What context caching provides: cost reduction
Why this matters
When you process the same large documents, system prompts, or knowledge bases across multiple requests, you pay full token cost each time. Context caching stores that context server-side after the first request, charging 10% of the original token price on cache hits. For a 128K token context queried 100 times, you save ~$95 on input costs alone. At production scale with multiple users running concurrent queries, this is the difference between prohibitively expensive and sustainable operations.
Explanation
What context caching does: The Gemini API accepts a cache_control parameter on the last message in a request.
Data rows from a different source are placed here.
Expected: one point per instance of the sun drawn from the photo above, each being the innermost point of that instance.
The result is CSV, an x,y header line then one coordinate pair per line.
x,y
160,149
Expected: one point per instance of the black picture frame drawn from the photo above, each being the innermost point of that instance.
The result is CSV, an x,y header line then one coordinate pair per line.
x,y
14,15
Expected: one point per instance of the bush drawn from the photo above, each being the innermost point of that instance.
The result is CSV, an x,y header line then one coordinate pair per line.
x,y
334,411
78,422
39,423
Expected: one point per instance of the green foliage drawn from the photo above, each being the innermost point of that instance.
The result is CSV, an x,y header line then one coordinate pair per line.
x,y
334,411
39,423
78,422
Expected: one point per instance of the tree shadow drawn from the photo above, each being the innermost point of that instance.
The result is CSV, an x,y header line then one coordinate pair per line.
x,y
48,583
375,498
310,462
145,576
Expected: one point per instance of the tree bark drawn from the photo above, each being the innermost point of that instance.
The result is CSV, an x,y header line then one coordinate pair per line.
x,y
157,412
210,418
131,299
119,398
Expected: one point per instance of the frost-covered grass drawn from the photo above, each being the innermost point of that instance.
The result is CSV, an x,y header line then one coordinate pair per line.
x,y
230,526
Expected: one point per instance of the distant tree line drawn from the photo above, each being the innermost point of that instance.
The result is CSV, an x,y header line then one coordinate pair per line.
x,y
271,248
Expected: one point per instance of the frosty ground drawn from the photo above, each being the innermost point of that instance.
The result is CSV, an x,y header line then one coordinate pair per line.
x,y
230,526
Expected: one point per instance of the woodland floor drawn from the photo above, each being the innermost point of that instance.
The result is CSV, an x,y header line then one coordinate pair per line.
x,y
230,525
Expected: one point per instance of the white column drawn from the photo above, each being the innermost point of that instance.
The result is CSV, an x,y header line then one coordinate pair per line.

When you include type="ephemeral", Google stores that message (usually your system prompt + large document) on their servers for 5 minutes. Subsequent requests referencing the same cached content only charge for the 10% cache read cost plus new tokens you add.
How it works: After the first request with cache control, Gemini returns a usage object showing cache_creation_input_tokens. Those tokens cost full price. On the next request (within the 5-minute window), send the identical cached content again with cache_control, and Gemini detects the match via hash. The response shows cache_read_input_tokens instead: these cost 1/10th the normal rate. Cache key is based on exact content match, so a single space difference breaks the cache.
When to use it: Use for retrieval-augmented generation (RAG) where the knowledge base is fixed but queries vary. Use for document analysis workflows where users ask multiple questions about the same PDF. Use for few-shot prompt engineering where your in-context examples are large. The 5-minute TTL suits interactive sessions but not batch jobs.
Request code
import os
import json
import google.generativeai as genai
os.environ['GOOGLE_API_KEY'] = 'your-api-key-here'
genai.configure(api_key=os.environ['GOOGLE_API_KEY'])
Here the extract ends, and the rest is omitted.